The design and construction of freeway entrances, exits, and interchanges are not consistent across our state. Drivers approaching an unfamiliar traffic feature have a duty to pay attention to the signage and instructions and remain on the correct side of the road while getting on the freeway. Drivers who fail to abide by traffic rules and cause an accident can be found civilly, and even criminally liable for the consequences of their behavior. If an at-fault driver is killed in a crash, their insurance company and estate may be held civilly liable for injuries caused to other drivers involved in the crash. Florida law does not require motorists to obtain bodily injury liability coverage, however, most drivers do so. Because not all drivers in the state have liability converge, we recommend drivers obtain coverage for uninsured/underinsured on their own policies.

When a prospective car purchaser wants to try out a vehicle and go for a test drive, it can sometimes become a dangerous situation. Test drivers may not have experience driving the type of vehicle that they are trying out. Furthermore, the experience of test driving a vehicle can be distracting, as the driver is often trying to evaluate the car quickly, while performing a test drive that may include a dealership representative in the vehicle, further increasing the distraction. Last month, an Orlando test drive turned deadly when a prospective car purchaser was struck by another vehicle while entering the dealership upon completing the test drive.

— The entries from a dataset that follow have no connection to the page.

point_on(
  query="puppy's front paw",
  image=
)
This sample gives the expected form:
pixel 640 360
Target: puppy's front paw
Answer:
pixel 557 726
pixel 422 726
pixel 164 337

According to a local news report discussing the accident, an elderly couple visited an Orlando dealership last month to test drive a Nissan SUV. The 86-year-old husband was driving the vehicle, his 76-year-old wife was in the passenger seat, and a dealership representative was riding in the back seat. When the driver attempted to make a left turn back into the dealership, he did so into the oncoming path of another SUV, which struck the Nissan near the front passenger side, causing the SUV to roll over onto its side. Emergency crews responded to the scene, where the 76-year-old woman was declared dead. The husband suffered minor injuries, and the dealership representative was not injured in the crash. According to the news report, all people involved in the accident were wearing seatbelts at the time of the crash.

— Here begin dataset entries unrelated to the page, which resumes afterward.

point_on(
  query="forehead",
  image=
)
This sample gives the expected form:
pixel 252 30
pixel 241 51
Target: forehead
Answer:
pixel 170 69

As drivers get older, their driving abilities generally diminish with time. It can be tough for authorities and the family members of aging drivers to assert that the driver may no longer be able to safely operate a vehicle. Florida has enacted the “GrandDriver program” to offer resources and support (as well as additional rules) for drivers over 80 years old and their families. Florida drivers over 80 years old must renew their license every 6 years (compared to every 8 years for younger drivers), and pass a Mature Driver Vision Test at an approved location. These additional rules have been enacted to help mitigate the dangers of allowing aging drivers to retain their driving privileges.